Can't submit new job via gui on standalone kubernetes flink deployment (session mode) - kubernetes

After deploy a flink in standalone kubernetes mode (session cluster) i can't upload any new job using flink GUI. After click +Add New button and choosing jar file, the progress strap ends and nothing happens.
There is no information/error on Job Manager logs about this.
When I try to upload any file (eg. text file) I get an error, and there is an info at the log:
"Exception occured in REST handler: Only Jar files are allowed."

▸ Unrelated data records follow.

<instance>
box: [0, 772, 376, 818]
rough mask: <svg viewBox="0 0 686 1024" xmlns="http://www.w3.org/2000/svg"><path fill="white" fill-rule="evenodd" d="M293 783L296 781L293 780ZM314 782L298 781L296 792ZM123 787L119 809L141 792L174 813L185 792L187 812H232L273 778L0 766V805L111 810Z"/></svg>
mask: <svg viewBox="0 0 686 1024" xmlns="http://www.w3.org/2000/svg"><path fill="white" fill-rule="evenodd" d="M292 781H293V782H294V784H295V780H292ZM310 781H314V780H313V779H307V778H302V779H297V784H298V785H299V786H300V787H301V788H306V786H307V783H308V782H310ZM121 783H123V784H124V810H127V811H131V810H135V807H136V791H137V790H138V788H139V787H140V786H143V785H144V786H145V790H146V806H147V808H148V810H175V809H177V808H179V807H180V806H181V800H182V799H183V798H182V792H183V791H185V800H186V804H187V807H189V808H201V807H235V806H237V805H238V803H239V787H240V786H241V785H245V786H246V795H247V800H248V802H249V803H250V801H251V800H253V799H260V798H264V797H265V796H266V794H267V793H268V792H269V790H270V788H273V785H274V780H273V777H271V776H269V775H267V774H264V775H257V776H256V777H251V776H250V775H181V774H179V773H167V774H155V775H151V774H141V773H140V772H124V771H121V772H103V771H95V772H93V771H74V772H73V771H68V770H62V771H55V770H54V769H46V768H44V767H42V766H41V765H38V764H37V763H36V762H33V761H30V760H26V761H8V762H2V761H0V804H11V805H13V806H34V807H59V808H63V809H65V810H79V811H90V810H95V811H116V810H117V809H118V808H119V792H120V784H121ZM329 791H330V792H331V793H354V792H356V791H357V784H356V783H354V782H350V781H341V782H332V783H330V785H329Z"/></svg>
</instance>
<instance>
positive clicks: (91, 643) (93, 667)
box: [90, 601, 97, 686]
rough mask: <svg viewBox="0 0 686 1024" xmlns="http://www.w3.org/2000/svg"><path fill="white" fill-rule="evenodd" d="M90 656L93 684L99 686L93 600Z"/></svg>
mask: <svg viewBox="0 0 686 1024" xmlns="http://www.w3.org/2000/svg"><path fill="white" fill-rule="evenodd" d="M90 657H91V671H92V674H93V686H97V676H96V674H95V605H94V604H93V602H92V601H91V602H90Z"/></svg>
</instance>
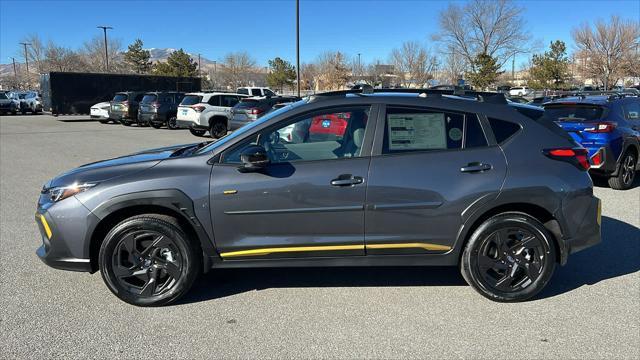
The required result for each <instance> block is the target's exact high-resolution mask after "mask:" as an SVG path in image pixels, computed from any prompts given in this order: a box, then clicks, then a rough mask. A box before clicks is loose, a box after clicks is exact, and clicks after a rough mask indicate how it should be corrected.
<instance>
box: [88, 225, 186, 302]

I've also try to upload fake jar (an empty file called .jar) and it works - I can upload this kind of file.
I have a brand new, clean Apache Flink cluster running on Kubernetes cluster.
I have used docker hub image and I've try two different versions:
*1.13.2-scala_2.12-java8, and
1.13-scala_2.11-java8*
But the result was the same on both versions.
My deployment are based on this howto:
https://ci.apache.org/projects/flink/flink-docs-release-1.13/docs/deployment/resource-providers/standalone/kubernetes/
and I've used yaml files provided in Appendix #
Common cluster resource definitions # to this article:
flink-configuration-configmap.yaml
jobmanager-service.yaml
taskmanager-session-deployment.yaml
jobmanager-session-deployment-non-ha.yaml
I'e also used ingress controller to publish GUI running on 8081 on jobmanager.
I have tree pods (1 jobmanager, 2 task managers) and can't see any errors from flink logs.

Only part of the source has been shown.